Les données rapportées par Bewe indiquent, dans des essais randomisés contrôlés, une réduction des cravings ou préférences ciblées et une diminution de la consommation des items visés.   Ces résultats ne signifient pas qu’un outil digital remplace l’accompagnement médical, nutritionnel ou psychologique lorsqu’il est nécessaire. Ils suggèrent plutôt qu’il existe un levier complémentaire : aider les personnes à agir avant même que la lutte consciente ne commence.


Prendre le craving au sérieux, sans culpabiliser

Le craving est encore trop souvent traité comme un détail. Un inconfort secondaire.
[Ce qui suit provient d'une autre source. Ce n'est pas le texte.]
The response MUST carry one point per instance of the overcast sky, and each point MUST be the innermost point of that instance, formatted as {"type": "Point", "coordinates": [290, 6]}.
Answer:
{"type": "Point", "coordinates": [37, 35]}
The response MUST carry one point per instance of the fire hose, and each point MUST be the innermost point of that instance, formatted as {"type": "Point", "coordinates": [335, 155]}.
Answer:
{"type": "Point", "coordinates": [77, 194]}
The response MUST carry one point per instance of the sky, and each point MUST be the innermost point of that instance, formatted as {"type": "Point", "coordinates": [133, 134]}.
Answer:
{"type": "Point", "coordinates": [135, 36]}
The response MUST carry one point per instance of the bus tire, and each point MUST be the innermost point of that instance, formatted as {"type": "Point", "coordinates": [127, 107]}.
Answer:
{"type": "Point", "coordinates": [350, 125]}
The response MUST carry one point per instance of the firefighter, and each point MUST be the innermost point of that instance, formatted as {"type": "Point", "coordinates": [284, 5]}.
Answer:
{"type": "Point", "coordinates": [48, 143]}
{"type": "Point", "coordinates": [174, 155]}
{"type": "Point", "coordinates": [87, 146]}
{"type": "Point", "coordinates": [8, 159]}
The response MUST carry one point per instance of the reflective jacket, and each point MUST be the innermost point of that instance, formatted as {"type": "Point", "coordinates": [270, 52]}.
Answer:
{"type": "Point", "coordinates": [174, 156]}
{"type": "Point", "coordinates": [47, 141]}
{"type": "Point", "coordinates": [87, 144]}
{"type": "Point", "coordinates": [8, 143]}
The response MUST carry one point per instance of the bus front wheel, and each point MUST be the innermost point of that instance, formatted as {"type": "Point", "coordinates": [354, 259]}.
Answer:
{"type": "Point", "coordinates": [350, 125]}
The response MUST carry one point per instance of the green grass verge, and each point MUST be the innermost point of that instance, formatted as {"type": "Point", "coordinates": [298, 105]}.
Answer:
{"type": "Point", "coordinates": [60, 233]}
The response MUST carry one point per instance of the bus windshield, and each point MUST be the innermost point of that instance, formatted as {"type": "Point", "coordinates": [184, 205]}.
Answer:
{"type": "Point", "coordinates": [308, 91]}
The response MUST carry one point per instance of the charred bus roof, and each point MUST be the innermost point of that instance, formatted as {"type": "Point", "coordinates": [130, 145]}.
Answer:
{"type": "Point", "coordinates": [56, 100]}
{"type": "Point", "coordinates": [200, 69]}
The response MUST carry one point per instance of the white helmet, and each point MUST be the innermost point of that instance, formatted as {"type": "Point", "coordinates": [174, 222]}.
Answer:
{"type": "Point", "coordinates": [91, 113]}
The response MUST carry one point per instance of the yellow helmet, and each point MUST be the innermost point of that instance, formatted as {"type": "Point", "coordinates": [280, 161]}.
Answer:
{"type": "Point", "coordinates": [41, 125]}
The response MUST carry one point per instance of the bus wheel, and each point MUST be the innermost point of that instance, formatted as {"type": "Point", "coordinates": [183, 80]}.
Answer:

Quelque chose que la personne devrait apprendre à dominer.

C’est une erreur.

Pour beaucoup de patients, c’est justement là que se joue une partie du changement. Non pas dans le savoir — souvent déjà présent — mais dans le moment précis où l’envie prend le dessus sur l’intention. Ce moment est bref, intime, parfois honteux. Il est pourtant central.

Le reconnaître change la manière d’accompagner.

On ne demande plus : “Pourquoi n’avez-vous pas résisté ?”On demande : “Qu’est-ce qui rend cette situation si difficile ?”On ne dit plus : “Vous devez avoir plus de discipline. ”On cherche : “Comment diminuer la force du déclencheur ?”On ne réduit plus la personne à son comportement. On s’intéresse au système dans lequel ce comportement apparaît.

C’est aussi cela, l’éducation thérapeutique : ne pas confondre responsabilité et culpabilité. Une personne peut être actrice de sa santé sans être tenue pour seule responsable de tous les obstacles qu’elle rencontre.

Les changements de mode de vie sont essentiels. L’étude du JAMA le rappelle avec des données de long terme. Mais pour qu’ils deviennent réalistes, il faut cesser de les présenter comme une simple affaire de volonté.

La vraie question n’est peut-être plus seulement : comment mieux traiter les maladies chroniques une fois qu’elles sont installées ?

Elle est aussi : comment aider les personnes plus tôt, plus simplement, et avec moins de friction, pour éviter que ces maladies ne s’accumulent ?

Prendre le craving au sérieux n’est pas un détail psychologique. C’est une manière plus juste, plus humaine et probablement plus efficace d’aborder la prévention.